28 Days to Master Flash Fiction – Day 4

I picked up on yesterday’s story about the man trying to spearfish. I feel it got a bit better, and think the practice is starting to pay off in small ways.

The water he wades into is cold like cats nipping, first at his ankles, then at his knees and finally at his loins. He raises his spear overhead and waits, like a heron.

He strikes at a fat fish and ends up sprayed with water and holding a snapped spear. The fish turns around and smirks at him. 

Under grey clouds, his son cries on the riverbank, neither consoled by his wife’s teat, nor by her affection.

Deep waters are rich waters. He retrieves another spear from the riverbank and shivers. It is his last one. The child wails so loud he will scare off the fish.

He glances at them over his shoulder, as rain pelts his head. She is beautiful, even after seven nights on the run. What was he thinking, dragging them out into the Wilder, through the Grimwood, from shadow into darkness. 

It has to be the right thing.

Again he stands, and waits. The rock underfoot is slick, and he struggles to stand upright, to stay still.

Another fat fish approaches, slapping its tail left, then right, and using that momentum to glide through the water. It is harder to see as the rain sploshes into the river.

Wait, he holds his breath, a bit longer, as the fish comes closer, this is my last chance, he trembles and just as the fish looks up, now! he thrusts, hard and fast.

The sudden motion throws him off balance and his foot slips. Water reaches up and grabs his shoulders, dragging him down. He flails in slowmotion, and watches the bubbles rise as he screams into the river, then finds himself eye to bulbous fish-eye. It’s smile splits its face as it takes his measure. 
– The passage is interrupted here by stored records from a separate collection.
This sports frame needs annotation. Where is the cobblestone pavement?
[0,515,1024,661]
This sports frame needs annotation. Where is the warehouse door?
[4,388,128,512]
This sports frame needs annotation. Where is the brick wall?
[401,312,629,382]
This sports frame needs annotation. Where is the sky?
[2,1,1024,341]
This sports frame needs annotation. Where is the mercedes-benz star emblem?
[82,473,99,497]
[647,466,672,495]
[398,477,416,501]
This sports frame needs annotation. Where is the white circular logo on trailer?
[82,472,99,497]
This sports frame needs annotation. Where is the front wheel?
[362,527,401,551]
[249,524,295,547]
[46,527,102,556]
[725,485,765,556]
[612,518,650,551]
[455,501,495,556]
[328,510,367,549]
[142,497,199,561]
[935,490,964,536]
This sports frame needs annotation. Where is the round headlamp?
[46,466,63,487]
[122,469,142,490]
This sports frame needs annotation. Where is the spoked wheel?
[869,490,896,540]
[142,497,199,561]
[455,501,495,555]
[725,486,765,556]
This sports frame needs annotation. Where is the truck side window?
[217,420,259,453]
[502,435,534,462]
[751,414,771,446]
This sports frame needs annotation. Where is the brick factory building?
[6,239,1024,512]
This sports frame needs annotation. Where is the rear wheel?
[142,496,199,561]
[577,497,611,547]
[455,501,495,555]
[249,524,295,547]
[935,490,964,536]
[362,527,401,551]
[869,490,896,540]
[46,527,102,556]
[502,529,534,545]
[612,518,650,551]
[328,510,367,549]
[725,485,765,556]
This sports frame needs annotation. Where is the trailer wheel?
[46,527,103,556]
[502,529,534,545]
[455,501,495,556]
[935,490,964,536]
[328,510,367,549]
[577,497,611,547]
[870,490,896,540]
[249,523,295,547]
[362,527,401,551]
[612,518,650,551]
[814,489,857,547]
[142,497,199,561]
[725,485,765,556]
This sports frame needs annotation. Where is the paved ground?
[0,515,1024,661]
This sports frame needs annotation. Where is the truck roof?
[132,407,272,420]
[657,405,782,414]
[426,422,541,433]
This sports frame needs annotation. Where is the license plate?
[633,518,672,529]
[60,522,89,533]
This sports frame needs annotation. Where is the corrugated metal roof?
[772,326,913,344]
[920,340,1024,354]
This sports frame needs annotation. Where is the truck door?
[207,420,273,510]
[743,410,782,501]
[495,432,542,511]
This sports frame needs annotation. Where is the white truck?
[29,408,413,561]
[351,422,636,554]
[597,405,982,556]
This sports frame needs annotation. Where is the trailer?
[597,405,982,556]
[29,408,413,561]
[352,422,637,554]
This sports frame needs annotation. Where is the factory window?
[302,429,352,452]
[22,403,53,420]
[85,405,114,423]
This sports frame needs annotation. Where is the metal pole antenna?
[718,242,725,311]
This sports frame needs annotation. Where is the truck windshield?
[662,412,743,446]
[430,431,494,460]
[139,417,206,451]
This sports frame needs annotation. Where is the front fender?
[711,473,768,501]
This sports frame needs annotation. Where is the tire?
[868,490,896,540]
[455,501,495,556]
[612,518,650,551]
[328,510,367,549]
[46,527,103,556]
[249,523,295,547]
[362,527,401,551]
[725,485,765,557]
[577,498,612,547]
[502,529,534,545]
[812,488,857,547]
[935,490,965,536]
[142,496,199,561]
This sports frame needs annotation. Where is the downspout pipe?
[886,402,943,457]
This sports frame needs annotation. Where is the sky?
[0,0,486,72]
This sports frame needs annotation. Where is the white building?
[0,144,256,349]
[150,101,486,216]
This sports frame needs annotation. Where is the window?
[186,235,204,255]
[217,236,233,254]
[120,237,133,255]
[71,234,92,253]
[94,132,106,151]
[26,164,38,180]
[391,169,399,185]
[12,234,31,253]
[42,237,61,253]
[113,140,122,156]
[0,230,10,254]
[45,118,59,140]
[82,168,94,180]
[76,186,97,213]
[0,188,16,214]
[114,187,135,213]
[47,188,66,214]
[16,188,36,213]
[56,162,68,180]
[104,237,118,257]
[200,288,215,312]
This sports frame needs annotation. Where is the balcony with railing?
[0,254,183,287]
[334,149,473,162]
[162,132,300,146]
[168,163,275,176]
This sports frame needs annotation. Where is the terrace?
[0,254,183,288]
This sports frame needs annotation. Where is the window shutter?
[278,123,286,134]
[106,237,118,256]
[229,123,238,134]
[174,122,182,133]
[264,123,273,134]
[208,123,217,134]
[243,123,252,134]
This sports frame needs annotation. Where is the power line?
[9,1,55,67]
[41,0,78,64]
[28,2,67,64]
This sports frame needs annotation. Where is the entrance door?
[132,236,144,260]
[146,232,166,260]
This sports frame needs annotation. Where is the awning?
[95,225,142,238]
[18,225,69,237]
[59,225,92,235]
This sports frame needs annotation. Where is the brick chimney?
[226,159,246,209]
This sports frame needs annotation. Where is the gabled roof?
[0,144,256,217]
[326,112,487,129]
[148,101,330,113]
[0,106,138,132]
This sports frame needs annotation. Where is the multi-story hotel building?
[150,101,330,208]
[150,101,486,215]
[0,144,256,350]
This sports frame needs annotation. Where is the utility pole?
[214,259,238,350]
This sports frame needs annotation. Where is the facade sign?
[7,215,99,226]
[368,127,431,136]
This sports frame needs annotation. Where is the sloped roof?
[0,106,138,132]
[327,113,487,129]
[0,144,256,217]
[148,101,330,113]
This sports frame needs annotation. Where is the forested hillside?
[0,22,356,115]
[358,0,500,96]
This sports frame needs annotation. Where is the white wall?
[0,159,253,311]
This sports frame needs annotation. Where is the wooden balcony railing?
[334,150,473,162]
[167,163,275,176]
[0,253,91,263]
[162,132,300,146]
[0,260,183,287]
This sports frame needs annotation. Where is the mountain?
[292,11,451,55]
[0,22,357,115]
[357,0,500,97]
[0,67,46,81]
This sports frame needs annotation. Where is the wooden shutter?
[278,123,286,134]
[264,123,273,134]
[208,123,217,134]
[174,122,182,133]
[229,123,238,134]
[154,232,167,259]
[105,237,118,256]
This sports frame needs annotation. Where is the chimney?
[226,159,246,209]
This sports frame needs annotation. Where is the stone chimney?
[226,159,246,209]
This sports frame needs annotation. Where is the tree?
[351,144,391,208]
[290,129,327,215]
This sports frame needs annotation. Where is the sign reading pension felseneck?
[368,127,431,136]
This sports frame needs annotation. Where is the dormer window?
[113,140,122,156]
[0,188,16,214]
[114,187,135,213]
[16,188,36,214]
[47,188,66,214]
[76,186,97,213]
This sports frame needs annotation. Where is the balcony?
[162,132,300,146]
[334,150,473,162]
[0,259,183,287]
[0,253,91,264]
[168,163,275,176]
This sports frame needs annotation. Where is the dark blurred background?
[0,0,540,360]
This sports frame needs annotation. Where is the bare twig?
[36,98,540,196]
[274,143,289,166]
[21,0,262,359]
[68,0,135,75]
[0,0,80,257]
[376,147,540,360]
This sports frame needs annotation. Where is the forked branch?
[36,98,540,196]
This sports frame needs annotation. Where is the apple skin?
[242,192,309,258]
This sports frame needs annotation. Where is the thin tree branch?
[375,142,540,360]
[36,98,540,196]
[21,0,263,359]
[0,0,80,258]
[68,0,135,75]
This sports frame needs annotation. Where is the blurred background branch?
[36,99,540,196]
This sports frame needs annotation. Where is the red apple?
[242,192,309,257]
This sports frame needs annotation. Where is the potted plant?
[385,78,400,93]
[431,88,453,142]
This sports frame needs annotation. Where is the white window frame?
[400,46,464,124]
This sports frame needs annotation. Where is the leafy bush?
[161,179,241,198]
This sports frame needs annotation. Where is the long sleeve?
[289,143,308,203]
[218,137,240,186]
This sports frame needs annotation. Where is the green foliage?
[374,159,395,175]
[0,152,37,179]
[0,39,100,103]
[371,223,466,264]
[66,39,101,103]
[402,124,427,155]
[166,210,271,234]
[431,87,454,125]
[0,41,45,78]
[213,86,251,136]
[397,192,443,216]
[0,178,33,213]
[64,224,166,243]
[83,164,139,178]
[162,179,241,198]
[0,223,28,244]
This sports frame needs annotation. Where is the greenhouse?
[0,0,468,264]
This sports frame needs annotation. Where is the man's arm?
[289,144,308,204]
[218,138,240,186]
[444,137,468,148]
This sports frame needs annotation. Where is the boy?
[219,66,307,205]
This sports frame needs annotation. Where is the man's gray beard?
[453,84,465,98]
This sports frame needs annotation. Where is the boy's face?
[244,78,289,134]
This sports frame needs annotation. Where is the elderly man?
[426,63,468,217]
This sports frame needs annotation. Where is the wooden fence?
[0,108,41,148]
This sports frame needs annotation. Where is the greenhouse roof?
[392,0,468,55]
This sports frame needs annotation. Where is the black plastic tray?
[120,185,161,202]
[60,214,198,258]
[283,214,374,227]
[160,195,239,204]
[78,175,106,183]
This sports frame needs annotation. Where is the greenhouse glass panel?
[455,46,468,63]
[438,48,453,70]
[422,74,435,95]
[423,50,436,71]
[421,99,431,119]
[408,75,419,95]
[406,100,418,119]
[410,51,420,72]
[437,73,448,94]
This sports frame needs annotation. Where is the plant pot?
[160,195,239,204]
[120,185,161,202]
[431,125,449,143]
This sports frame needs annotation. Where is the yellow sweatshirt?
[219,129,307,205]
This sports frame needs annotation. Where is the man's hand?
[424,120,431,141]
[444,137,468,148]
Why do you seek to kill me? the fish asks him.

We are hungry.

You can take from the earth, or the air.

I’ve tried, but the bird flies high and the hare hides well.

The fish frowns. Yet this fish swims swift, it says. 

He shudders, and the tears he cries become sparkling diamonds, carried downstream. He must get out, or his wife and son will perish. He can hear his wife yelling, his child wailing now, though they seem to be in another world, beyond the turbid water.